# Supplementary Material (ESI) for Chemical Communications

# This journal is © The Royal Society of Chemistry 2004

UV-visible Absorption spectra of complexes 1-5

UV-visible absorption spectrum of complex 1, in dichloromethane. (1.2 x 10-5 M)

UV-visible absorption spectrum of complex 2, in dichloromethane. (1.3 x 10-5 M)

UV-visible absorption spectrum of complex 3, in dichloromethane. (1.6 x 10-5 M)

UV-visible absorption spectrum of complex 4, in dichloromethane. (1.5 x 10-5 M)

UV-visible absorption spectrum of complex 5, in dichloromethane. (9.8 x 10-6 M)

Synthesis of the complexes (1-5)

Complexes 1-5 were prepared according to the following procedure:

2-(5-phenyl-4H-[1,2,4]triazol-3-yl)-pyridine (1 mmol) and the dichloro-bridged cyclometalated Iridium complex (0.4 mmol) were srirred in distilled dichloromethane (10 ml) and ethanol (3 ml) for 4-6 hours.
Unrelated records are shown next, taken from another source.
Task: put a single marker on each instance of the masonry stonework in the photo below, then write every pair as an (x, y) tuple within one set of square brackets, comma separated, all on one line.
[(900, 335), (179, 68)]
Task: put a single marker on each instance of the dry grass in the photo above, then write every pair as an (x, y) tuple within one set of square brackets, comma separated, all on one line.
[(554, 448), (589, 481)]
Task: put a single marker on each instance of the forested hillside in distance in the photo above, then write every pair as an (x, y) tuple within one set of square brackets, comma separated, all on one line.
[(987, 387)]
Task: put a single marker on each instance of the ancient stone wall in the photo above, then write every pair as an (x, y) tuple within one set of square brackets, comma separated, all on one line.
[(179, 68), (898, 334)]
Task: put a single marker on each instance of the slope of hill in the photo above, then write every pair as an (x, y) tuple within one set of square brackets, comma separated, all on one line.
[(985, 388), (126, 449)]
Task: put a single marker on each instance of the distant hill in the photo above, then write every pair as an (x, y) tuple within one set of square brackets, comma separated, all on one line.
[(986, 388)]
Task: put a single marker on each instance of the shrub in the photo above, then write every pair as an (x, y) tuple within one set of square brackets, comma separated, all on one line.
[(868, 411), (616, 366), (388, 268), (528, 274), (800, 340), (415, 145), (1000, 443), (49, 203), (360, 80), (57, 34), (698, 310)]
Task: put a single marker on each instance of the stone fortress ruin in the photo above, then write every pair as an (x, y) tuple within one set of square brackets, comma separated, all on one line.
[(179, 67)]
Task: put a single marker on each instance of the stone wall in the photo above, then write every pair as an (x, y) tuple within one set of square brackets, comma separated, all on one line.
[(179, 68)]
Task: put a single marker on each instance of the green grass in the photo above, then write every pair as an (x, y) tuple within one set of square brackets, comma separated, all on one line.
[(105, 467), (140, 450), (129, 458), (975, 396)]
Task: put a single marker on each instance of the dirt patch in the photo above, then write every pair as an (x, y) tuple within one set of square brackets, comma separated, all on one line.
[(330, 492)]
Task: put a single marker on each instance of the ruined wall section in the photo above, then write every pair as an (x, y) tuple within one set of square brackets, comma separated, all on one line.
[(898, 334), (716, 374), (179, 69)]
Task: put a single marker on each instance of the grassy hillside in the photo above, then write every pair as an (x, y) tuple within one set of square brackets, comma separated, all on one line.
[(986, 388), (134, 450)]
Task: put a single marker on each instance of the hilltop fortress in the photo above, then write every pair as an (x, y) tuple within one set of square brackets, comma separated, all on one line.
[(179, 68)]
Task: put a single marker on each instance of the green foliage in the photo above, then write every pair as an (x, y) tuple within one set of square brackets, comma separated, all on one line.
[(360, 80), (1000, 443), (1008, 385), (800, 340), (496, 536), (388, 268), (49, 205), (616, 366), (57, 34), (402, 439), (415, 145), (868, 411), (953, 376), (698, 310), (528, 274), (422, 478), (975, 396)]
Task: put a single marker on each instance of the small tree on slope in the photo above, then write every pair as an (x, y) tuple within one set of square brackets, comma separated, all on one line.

The resulting yellow mixture was precipitated into hexanes (100 ml), while stirring. The precipitate was filtered and washed with hexanes. Purification via chromatography over silica gel, using dichloromethane/acetone mixtures afforded complexes 1-5 in 50-60% yield.

The complexes were characterised via 1H NMR, 13C NMR, 19F NMR and mass spectrometry.

Complex 1: 1H NMR in CDCl3: 8.29 (dd, 2H, aromatics, J=8Hz, 2Hz); 8.22 (d, 1H, aromatic, J=8Hz); 8.12 (d, 2H, aromatics, J=8Hz); 7.85 (dd, 1H, aromatic, J=8Hz, 2Hz); 7.83 (d, 1H, aromatic, J=8Hz); 7.68 (m, 3H, aromatics); 7.49 (d, 1H, aromatic, J=8Hz); 7.35 (dd, 2H, aromatics, J=8Hz, 2Hz); 7.26 (d, 1H, aromatic, J=8Hz); 7.14 (dd, 1H, aromatic, J=8Hz, 2Hz); 6.95 (dd, 1H, aromatic, J=8Hz, 2Hz); 6.87 (dd,1H, aromatic, J=8Hz, 2Hz); 6.50 (dd, 1H, aromatic, J=8Hz, 2Hz); 6.46 (dd, 1H, aromatic, J=8Hz, 2Hz); 5.79 (d, 1H, aromatic, J=8Hz); 5.74 ppm (d, 1H, aromatic, J=8Hz). 19F NMR in CDCl3: -107.19 (F pos. 3 with respect to iridium centre); -107.93 (F pos. 3 with respect to iridium centre); -109.65 (F pos. 5 with respect to iridium centre); -110.41 ppm (F pos. 5 with respect to iridium centre). 13C NMR in CDCl3: 164.37 (C); 157.80 (C); 156.65 (C); 150.42 (C); 150.39 (C); 150.11 (CH); 149.81 (CH); 146.06 (C); 140.41 (CH); 138.80 (CH); 138.62 (CH); 131.21 (CH); 129.01 (CH); 127.62 (CH); 127.49 (CH); 126.49 (CH); 125.29 (C); 123.53 (CH); 122.85 (CH); 115.26 (C); 114.06 ppm (CH). ESI-MS: found 795.13 protonated species (calc. 793.82).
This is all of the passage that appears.